TIFF 2019: Military Wives (Peter Cattaneo, 2019, UK)

     Military Wives is a formulaic feel good dramedy from Peter Cattaneo, the director of The Full Monty. If you’ve seen The Full Monty, then you know what you’re getting into. A ragtag group rallying together for a good cause.  Admittedly I’m not the core audience for this film, so I tried to judge it objectively. Even so, the film is so unexceptional that it is hard to muster enough to write about in a review. If a film delivers on a well-tested formula, is it a success? Military Wives is bound to lead some audience members to cheers and laughs, and others to rolling their eyes.
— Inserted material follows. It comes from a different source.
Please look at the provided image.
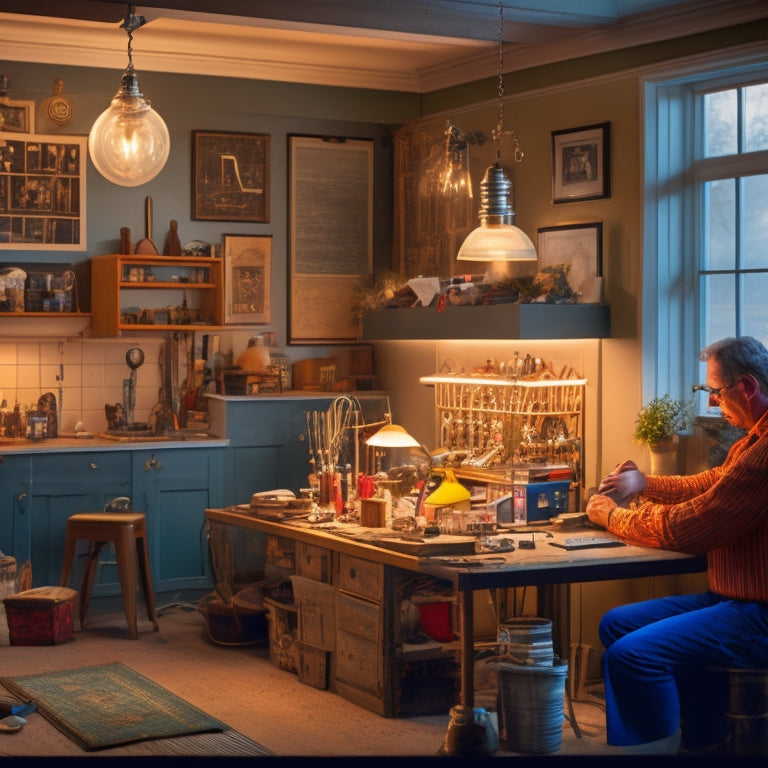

     While Kristin Scott Thomas and Sharon Hogan have a good level of onscreen tension throughout the film, the rest of the players in the choir feel two-dimensional and poorly drawn. One of them has a poor singing voice but finds her place within the choir later on. Another shy member of the choir we learn has an amazing voice, to great surprise. Each player in the ensemble is a type rather than a three-dimensional character.
     While the film does touch on real issues – the loss of loved ones in combat – it does so in a way that rather glosses over the emotional impact. When one of the choir members loses her husband, the grieving period is short and breezed over within the script. We see her continue with the choir, rather than dealing with the fallout over the loss in a realistic way.
     The film is most enjoyable during the performances of the choir. In particular, the performance of the song “Only You” by Yazoo is fun. Watching the members of the chorus grapple with and ultimately coalesce in a strong performance is a nice, if rather unbelievable moment, in Military Wives.
     The film moves along at a decent pace, although the tensions between Thomas’s and Horgan’s characters grow tiresome after awhile. There is only so much tension that can be mined from the choir dynamics. While Cattaneo does a bit to add to the tension by making us aware that the women’s husbands lives are at risk, too many scenes throughout the film feel like déjà vu.